A visual inspection was also performed on the repair of the SG A feedwater header that occurred during the BVPS-2 spring 2008 refueling outage (2R13). During a visual inspection of the SG A steam drum region in 2R1 3, a hole was discovered in the feedwater header. A patch plate was welded over the hole, and the engineering evaluation, which supported the repair, recommended the patch plate be examined in 2R16. The 2R16 external surface condition of the patch plate was consistent with the as-left condition at 2R1 3. No evidence of erosion or corrosion of the patch plate was observed. Additionally, ultrasonic thickness measurements taken in 2R16 indicated no wall loss of the patch plate. No adverse conditions were noted during the visual inspection of the patch plate performed from the inside of the feedwater header.
As a result of the inspections described above, no adverse conditions were reported for either the SG A steam drum region or the SG A feedwater header repair.

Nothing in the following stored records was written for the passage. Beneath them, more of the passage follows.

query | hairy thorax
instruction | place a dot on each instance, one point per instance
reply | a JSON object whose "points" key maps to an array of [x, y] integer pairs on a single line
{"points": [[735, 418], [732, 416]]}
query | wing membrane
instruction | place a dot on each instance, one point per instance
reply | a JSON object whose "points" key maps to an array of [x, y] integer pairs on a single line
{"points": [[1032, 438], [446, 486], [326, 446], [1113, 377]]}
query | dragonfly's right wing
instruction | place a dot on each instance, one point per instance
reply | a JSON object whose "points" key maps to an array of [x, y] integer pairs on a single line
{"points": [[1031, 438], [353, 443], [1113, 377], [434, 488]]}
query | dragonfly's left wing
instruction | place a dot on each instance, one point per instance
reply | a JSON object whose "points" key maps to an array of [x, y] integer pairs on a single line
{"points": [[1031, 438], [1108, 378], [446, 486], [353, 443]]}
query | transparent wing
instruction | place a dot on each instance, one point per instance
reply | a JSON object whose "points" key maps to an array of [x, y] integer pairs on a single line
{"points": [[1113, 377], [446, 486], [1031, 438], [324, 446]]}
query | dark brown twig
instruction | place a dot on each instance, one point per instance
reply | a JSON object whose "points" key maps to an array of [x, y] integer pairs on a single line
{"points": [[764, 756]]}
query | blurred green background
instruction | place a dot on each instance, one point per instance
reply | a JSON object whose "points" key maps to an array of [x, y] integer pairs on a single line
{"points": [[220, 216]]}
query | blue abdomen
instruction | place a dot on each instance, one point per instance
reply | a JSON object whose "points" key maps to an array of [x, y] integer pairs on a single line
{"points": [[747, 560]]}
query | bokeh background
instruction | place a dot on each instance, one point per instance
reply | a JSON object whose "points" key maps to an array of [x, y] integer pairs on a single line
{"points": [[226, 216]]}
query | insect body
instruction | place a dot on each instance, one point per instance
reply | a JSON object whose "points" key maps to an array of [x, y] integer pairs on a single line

Attachment L-1 3-258 Page 6 of 6
- 7.
In the section related to the reporting requirements of TS 5.6.6.2.1.a (scope of inspections performed on each SG) a divider plate weld (steam generator channel head) inspection is mentioned. Please provide the results of this inspection.
Response
During 2R1 6, to meet the requirements of Westinghouse Nuclear Safety Advisory Letter 12-1, "Steam Generator Channel Head Degradation," a remote visual inspection of the area around the channel head drain line was performed in each hot and cold leg channel head. Also included in the inspection was the divider plate to stub runner weld, the tubesheet to stub runner weld, and the divider plate to channel head weld. This inspection was performed to find evidence of gross defects such as indications in welds, missing weld filler material, a breach in the weld metal, unusual discoloration of the weld metal and cladding imperfections. No adverse conditions were observed during the inspection.